Le contexte d’insécurité qui paralyse la région est décrit dans l’ouvrage de la princesse Odya Kalinda sur la fraude et la contrebande minières en République Démocratique du Congo. Elle met en lumière la paralysie des services publics dans les régions des Grands Lacs, exacerbée par l’insécurité. Les activités des groupes armés, notamment le M23, aggravent la situation en exploitant les ressources naturelles, minant ainsi l’autorité de l’État.

Face à cette crise, la communauté internationale se trouve confrontée à un dilemme complexe. Les Nations Unies, à travers leur mission en RDC, ainsi que les acteurs régionaux, sont appelés à agir rapidement pour contrer l’influence croissante du M23 sur le commerce des ressources naturelles. Des sanctions ciblées contre les chefs de groupes armés et le renforcement des mécanismes de traçabilité des minerais sont des mesures essentielles pour affaiblir l’emprise économique de ces groupes.

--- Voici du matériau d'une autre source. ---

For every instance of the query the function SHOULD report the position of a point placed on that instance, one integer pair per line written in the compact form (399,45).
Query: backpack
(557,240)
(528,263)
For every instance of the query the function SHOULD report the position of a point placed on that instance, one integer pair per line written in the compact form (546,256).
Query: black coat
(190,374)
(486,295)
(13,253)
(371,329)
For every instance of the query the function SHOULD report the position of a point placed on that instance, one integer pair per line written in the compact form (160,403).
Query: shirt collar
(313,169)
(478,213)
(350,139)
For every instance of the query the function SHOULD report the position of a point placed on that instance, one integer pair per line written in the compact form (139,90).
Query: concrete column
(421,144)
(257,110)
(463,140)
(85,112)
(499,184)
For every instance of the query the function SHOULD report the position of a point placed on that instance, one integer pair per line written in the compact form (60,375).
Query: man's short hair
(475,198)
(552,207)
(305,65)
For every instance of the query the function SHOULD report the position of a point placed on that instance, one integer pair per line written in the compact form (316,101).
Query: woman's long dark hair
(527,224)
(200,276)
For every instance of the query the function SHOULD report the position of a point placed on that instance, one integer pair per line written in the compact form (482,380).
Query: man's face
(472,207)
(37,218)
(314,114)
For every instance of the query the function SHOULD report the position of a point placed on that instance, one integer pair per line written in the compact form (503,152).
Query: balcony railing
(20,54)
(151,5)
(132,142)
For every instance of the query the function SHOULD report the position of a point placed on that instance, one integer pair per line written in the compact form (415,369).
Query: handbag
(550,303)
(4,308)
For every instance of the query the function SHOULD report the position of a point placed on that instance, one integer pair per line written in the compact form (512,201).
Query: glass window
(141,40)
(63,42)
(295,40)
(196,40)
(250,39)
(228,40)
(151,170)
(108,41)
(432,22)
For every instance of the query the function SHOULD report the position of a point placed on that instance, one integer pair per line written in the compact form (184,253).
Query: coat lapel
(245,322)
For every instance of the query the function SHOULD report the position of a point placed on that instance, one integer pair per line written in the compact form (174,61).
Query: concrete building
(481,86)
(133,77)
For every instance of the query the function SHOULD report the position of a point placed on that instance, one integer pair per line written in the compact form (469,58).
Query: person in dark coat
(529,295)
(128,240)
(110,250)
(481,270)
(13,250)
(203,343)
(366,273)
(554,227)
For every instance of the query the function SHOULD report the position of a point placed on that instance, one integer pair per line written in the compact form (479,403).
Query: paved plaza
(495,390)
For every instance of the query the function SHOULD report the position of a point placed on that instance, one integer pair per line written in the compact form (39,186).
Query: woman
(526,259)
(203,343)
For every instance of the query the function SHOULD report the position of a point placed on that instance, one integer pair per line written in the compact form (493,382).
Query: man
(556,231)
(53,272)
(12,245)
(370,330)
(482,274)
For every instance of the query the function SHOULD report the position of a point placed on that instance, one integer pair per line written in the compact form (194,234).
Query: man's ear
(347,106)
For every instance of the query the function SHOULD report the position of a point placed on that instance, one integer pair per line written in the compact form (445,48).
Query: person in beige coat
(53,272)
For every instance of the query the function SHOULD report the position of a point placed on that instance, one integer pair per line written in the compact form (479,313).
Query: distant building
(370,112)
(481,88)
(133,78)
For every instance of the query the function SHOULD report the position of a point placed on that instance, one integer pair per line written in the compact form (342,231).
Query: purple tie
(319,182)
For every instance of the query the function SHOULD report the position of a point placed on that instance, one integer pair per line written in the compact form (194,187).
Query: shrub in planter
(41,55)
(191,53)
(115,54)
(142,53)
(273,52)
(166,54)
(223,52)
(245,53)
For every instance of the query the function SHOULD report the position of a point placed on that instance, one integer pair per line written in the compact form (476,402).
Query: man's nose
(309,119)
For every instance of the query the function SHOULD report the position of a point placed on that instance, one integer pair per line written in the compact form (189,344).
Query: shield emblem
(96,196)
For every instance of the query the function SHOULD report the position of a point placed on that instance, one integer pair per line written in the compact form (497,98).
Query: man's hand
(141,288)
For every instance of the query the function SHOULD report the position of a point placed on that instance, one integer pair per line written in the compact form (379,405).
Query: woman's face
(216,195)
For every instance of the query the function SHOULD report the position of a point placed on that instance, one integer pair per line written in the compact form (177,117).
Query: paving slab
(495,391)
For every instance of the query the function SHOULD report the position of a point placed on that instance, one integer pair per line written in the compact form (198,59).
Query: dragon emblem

Cependant, ces initiatives ne seront pas suffisantes sans des efforts soutenus pour restaurer l’autorité de l’État dans les zones affectées. La reconstruction des infrastructures locales, la mise en place d’un cadre juridique strict pour la gestion des ressources naturelles et le soutien aux initiatives de développement communautaires doivent être prioritaires. La réintégration des populations déplacées, le renforcement des services sociaux et la pacification de la région sont des éléments clés pour rétablir la paix à long terme.